On the web, no one can hear you converse – or perhaps they can, but it’s not terribly easy to surface them and have a sustained, engaged dialogue around any particular topic. Threaded comment streams do this to some extent, as do forums, message boards, and even social networks like Facebook and Twitter. But none do thematic or topic-based discussion well, according to Hubub‘s founders, hence the need for the startup. Toronto- and New York-based Hubub launched in beta quietly late last year, and today it’s announcing its $8.5 million Series A round of funding. That money will help the company scale and add more engineering talent to its team to continue to build product, founder and CEO Peter L. Corsell explained to me in an interview. But it’s mostly business as usual, as the startup continues its mission of trying to build on what was started with the online forum, but never really improved since. “Specifically what really gave us the idea was that we were watching the Egyptian protests, in the latter part of the Arab Spring and we looked at the way people were using Facebook and Twitter, which was both inspiring and novel,” Corsell explained in an interview. “Yet it occurred to us that there was also an unmet need to give a tool to rapidly convene passionate, engaged communities around a topic of interest.” Thus was Hubub born, which is designed to build these communities, where users can jump in and contribute the best content, be it user-generated or collected from the best of the web, around specific topics.

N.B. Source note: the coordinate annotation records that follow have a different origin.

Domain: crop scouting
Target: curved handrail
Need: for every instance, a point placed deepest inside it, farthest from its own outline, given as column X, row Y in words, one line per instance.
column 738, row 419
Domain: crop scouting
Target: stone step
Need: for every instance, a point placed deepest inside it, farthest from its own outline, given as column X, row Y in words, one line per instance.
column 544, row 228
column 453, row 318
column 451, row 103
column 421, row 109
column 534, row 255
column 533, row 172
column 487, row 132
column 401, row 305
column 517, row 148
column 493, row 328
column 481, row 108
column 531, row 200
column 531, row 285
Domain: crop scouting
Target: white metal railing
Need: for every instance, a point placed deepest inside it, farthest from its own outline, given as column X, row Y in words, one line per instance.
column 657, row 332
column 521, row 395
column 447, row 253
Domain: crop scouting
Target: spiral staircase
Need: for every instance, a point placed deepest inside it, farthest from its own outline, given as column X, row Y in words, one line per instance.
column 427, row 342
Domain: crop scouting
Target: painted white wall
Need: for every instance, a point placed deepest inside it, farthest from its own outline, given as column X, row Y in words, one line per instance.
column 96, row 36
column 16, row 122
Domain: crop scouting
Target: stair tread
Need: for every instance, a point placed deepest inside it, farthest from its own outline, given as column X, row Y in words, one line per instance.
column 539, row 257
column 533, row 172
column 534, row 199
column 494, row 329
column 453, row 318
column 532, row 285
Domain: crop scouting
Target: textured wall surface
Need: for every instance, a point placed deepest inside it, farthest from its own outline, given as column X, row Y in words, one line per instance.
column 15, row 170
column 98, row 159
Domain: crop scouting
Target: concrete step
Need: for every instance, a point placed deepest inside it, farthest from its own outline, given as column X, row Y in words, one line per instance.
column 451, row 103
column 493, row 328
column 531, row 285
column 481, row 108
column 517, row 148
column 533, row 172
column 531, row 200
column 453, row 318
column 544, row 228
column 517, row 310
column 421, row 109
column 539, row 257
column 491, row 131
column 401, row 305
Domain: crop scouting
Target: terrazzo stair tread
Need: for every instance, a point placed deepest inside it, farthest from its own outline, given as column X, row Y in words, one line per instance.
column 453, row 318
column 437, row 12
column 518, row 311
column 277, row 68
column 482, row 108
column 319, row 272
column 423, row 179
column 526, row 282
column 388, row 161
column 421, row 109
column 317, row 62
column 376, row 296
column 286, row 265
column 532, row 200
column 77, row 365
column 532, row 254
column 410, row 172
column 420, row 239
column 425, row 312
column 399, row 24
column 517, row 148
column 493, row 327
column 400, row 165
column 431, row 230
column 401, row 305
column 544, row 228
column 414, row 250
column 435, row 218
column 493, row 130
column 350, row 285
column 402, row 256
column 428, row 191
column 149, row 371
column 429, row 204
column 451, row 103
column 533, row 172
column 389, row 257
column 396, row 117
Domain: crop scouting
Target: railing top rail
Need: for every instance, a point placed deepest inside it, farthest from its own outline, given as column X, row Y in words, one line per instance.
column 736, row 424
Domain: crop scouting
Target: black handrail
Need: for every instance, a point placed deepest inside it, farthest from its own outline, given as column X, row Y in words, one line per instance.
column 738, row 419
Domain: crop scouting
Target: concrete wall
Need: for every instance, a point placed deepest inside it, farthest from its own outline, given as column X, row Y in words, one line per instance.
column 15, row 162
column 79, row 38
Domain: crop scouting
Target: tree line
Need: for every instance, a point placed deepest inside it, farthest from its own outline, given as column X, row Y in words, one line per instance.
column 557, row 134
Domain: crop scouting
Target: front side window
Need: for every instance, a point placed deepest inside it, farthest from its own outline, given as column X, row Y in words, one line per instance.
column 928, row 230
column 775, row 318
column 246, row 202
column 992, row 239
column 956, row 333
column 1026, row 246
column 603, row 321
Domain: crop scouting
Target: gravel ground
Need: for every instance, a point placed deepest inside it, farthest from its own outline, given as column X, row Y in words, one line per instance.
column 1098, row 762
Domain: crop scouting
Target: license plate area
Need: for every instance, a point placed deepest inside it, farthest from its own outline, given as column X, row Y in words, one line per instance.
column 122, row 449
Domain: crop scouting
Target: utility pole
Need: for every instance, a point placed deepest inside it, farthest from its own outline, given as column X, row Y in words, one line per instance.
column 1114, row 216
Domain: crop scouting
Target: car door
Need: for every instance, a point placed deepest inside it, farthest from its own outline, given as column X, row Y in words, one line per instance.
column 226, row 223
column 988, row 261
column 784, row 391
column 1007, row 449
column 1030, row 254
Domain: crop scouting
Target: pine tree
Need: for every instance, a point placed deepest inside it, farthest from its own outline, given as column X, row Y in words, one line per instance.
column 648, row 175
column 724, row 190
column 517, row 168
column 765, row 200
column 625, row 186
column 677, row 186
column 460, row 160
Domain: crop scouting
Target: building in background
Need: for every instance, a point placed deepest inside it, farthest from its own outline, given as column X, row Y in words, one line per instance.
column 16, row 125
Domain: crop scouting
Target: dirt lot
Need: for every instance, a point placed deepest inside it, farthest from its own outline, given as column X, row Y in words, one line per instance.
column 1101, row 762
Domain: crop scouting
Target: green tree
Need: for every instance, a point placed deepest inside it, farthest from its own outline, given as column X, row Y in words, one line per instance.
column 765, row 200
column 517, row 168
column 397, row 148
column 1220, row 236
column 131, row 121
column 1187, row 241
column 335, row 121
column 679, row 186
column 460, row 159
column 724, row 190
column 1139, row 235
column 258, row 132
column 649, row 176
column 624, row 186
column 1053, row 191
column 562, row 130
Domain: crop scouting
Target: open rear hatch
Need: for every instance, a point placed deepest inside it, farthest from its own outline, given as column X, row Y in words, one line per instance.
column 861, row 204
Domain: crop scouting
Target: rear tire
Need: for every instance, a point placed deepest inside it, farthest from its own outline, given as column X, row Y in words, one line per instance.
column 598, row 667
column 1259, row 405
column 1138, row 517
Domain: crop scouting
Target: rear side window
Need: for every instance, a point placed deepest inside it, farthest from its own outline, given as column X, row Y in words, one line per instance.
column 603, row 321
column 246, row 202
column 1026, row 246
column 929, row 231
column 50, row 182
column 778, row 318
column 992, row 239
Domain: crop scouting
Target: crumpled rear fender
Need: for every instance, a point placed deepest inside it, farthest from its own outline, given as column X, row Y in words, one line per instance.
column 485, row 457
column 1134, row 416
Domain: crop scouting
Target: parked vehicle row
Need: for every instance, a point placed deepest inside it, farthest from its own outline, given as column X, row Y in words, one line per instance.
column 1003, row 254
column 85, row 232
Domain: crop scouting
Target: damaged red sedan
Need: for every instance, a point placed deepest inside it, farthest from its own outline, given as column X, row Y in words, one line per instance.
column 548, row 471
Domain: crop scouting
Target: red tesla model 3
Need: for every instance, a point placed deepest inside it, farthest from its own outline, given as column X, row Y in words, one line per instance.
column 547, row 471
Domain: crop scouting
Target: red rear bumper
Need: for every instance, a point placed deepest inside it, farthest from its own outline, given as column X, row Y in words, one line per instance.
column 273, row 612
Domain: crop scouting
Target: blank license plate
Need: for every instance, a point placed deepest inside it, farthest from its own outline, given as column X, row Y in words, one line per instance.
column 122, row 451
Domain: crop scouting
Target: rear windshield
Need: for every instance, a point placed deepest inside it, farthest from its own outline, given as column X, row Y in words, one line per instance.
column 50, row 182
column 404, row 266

Hububs (the individual topic nodes created) are user-generated and user-curated, but there’s also a degree of automation where you can view auto-collected content around certain keywords, too, making this effectively an aggregation search engine, too. “When you think about the future of search broadly, I see it bifurcating between what I would think of as more tactical queries where you have a question and there’s one right answer or a small finite pool of good answers,” Corsell said. “The other type of search is, if you Google for example ‘what were the most searched for terms in 2013,’ it’s topics: It’s ‘iPad,’ it’s Bengazi,’ it’s ‘Kate Middleton.’ What excites me about Hubub is as the community matures, it becomes a really great place to go to immerse yourself, in articles, in photos and videos and more.”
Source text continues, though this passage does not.